Patients are followed for an additional year after medication or placebo is discontinued. At the end of this second year, if they have not manifested psychosis, patients are triaged to appropriate non-study clinical oversight. If psychotic symptoms emerge in this period or earlier, patients are entered into a six-month rescue phase with open-label olanzapine 5 mg/day to 20 mg/day. A third one-year follow-along phase is open to completing patients and to those who have discontinued the study but wish to maintain contact. The open inclusion is intended to facilitate determining the rate of psychotic conversion among these patients with putative prodromal syndrome.
The study population is described in detail in a separate report (Miller et al., 2003). Each patient had some form of psychiatric contact prior to entering the study. Antidepressants were the most frequently prescribed psychiatric medication class, with approximately 40% of the patients reporting their use. All patients who had received antidepressant treatment had discontinued the medication prior to the study baseline evaluation due either to lack of effect or to becoming more symptomatic and/or functionally compromised while taking the medication.
The investigators noted, however, that the level of affective symptoms was not high at enrollment. They speculated that the antidepressant treatment could have served to screen out patients whose symptoms were prodrome of affective rather than psychotic illness. "It may be that we see prodromally symptomatic people for whom antidepressant treatment has not worked because the underlying pathophysiology is not affective in nature," they indicated. "Treatment with antidepressant, in a sense, triages patients with primary affective disorders to a different path" (Miller et al., 2003).

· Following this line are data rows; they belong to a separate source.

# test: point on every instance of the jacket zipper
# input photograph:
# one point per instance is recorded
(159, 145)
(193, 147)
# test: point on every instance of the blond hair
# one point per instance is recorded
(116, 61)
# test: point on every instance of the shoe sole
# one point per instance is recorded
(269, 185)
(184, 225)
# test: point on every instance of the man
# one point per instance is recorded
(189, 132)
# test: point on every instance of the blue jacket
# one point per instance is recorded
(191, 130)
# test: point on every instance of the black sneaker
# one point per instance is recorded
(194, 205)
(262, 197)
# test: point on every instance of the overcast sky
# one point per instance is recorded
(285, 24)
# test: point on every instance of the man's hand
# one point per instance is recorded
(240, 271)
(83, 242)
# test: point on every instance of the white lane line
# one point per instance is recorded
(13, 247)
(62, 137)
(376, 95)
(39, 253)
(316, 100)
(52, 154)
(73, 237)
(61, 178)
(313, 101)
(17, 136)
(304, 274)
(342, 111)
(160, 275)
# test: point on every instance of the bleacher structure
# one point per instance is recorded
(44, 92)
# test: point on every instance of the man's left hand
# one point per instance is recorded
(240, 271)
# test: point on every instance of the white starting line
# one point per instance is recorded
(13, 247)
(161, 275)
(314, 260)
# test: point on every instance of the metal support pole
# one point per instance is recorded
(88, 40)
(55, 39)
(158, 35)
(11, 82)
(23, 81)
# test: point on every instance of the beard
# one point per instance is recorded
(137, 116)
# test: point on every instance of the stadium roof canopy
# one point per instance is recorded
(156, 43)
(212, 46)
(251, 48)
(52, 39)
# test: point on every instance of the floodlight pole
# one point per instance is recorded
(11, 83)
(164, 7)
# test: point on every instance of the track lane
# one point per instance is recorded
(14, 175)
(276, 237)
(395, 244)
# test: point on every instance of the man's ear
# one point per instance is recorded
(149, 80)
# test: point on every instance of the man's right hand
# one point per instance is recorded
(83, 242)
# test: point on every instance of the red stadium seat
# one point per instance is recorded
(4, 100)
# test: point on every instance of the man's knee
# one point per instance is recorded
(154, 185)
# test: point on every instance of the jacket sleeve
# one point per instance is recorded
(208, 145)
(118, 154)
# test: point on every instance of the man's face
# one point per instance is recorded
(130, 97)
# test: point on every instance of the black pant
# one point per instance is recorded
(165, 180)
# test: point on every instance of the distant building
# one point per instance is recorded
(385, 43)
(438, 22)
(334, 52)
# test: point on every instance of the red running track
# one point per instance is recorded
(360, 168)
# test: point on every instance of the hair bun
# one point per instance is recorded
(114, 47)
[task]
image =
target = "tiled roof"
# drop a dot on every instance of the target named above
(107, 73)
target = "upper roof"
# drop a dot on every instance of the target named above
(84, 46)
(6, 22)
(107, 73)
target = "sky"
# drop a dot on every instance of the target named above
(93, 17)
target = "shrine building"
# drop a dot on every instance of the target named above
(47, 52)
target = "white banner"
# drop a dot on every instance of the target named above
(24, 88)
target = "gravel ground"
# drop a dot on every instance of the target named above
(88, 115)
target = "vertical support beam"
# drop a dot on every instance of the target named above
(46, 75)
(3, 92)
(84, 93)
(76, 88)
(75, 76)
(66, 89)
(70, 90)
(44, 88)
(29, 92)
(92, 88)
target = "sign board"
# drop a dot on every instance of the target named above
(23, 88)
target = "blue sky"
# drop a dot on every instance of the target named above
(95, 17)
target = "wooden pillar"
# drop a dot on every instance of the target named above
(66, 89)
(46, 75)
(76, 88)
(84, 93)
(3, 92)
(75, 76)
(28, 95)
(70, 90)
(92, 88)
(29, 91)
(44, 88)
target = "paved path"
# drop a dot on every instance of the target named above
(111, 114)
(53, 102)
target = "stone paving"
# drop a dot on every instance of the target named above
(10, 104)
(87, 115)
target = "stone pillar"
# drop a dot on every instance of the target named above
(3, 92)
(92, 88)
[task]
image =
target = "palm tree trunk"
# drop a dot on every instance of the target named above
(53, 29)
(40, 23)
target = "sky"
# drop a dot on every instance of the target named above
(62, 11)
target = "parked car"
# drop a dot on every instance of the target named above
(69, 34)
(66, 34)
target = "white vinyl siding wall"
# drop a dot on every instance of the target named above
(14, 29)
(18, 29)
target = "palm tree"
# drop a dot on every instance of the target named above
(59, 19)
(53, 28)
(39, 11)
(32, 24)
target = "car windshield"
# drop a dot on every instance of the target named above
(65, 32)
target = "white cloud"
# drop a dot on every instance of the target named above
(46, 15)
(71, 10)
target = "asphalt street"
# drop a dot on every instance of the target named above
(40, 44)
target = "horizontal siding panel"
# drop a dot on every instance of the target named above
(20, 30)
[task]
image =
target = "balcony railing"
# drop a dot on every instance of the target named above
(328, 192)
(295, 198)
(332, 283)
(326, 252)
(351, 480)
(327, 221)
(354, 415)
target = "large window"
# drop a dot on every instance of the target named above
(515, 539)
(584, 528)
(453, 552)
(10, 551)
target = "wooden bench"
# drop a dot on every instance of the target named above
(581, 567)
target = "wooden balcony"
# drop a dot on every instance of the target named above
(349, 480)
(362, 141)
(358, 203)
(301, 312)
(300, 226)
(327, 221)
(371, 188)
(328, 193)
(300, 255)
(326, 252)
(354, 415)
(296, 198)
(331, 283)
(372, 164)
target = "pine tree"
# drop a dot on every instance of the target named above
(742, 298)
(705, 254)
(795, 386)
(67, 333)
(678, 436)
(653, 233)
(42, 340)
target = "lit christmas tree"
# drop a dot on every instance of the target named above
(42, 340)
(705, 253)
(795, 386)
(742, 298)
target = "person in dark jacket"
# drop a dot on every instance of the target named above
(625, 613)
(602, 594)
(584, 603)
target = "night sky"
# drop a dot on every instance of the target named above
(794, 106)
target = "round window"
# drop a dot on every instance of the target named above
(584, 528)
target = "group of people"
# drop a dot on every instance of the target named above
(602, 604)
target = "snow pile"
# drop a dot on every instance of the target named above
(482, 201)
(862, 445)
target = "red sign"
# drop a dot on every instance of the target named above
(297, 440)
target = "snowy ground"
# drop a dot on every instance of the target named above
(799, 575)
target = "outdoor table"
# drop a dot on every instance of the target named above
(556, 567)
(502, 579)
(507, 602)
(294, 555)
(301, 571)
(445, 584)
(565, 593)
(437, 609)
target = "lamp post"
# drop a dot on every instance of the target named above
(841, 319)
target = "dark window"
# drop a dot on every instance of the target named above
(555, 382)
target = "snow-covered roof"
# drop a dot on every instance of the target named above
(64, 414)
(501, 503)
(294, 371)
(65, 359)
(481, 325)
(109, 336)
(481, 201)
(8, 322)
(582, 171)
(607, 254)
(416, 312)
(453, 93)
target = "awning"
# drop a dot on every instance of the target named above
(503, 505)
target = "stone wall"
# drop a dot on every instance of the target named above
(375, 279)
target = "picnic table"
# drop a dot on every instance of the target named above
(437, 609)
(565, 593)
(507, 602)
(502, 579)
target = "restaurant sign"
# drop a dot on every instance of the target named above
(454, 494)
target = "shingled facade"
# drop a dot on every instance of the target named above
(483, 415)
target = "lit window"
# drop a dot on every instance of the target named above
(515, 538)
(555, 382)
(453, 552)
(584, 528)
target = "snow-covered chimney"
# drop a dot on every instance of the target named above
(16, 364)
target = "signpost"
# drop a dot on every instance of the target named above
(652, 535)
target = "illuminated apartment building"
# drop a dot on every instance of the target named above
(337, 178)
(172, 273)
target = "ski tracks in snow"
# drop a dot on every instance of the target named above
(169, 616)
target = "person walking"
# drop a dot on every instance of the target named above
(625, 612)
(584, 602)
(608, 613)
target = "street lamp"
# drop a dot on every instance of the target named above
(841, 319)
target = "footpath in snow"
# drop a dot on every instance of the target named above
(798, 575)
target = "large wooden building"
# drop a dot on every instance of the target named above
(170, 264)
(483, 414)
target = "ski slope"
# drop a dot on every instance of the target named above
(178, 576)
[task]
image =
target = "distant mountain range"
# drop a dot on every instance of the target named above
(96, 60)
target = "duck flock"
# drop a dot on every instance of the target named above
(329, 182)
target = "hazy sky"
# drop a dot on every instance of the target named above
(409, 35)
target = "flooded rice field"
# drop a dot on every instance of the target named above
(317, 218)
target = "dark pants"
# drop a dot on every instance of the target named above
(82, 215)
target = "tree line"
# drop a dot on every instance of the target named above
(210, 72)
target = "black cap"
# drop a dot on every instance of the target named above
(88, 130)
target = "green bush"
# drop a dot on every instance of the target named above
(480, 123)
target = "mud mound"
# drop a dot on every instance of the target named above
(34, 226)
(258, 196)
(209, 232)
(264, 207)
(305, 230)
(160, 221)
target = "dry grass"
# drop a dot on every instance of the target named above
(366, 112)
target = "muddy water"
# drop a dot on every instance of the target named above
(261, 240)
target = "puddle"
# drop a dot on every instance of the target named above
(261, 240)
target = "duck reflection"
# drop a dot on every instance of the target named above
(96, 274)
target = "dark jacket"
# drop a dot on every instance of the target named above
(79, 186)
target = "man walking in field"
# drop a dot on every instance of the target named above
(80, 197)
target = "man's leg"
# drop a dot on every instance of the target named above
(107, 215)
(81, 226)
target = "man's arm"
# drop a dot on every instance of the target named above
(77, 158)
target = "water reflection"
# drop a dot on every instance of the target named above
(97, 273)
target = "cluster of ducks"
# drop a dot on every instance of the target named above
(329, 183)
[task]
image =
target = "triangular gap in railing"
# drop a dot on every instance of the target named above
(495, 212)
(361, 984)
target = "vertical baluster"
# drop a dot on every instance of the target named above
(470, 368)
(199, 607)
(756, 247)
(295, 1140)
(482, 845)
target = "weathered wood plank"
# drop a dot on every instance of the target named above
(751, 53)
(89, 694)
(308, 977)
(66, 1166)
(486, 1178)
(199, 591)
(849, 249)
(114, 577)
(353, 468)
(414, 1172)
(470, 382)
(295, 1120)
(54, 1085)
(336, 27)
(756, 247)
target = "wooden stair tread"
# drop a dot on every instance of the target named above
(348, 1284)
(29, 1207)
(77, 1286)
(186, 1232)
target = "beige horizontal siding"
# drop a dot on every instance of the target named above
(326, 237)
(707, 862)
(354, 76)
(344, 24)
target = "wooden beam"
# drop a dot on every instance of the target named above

Most patients (93%) met criteria for the attenuated positive symptom prodromal state. Ten of these patients also met criteria for genetic risk and deterioration state, along with three others in this category. No patients were found with brief intermittent psychotic state.
Although the severity of psychiatric symptoms generally did not exceed the level measured with SOPS, the GAF scores reflected substantial functional disability; with a 15-point loss of functional capacity in the year prior to contacting the study clinic. "This is a population that is clearly disabled despite a relative quiescence of symptomatic expression," the investigators observed (Miller et al., 2003).
This finding was consistent with Miller and colleagues' review of the literature, which indicated that prodrome symptoms ultimately emerge alongside functional decline (Davidson et al., 1999; Maurer and Hafner, 1995). "The prodromal phase appears to start with loss of complex instrumental capacities such as social and intellectual functioning," the investigators noted. "Symptom formation usually follows such developments, first with symptoms that are negative and/or affective, then with symptoms that are positive" (Miller et al., 2003).
The principal question posed in the PRIME study--whether early antipsychotic intervention can delay or prevent psychosis onset--will likely be broadened to consider whether such intervention improves level of functioning. These results probably comprising patients in late prodrome, given the high levels of functional disability, will also beg the question of whether, given sufficient diagnostic criteria, there would be additional benefit of intervening in early prodrome.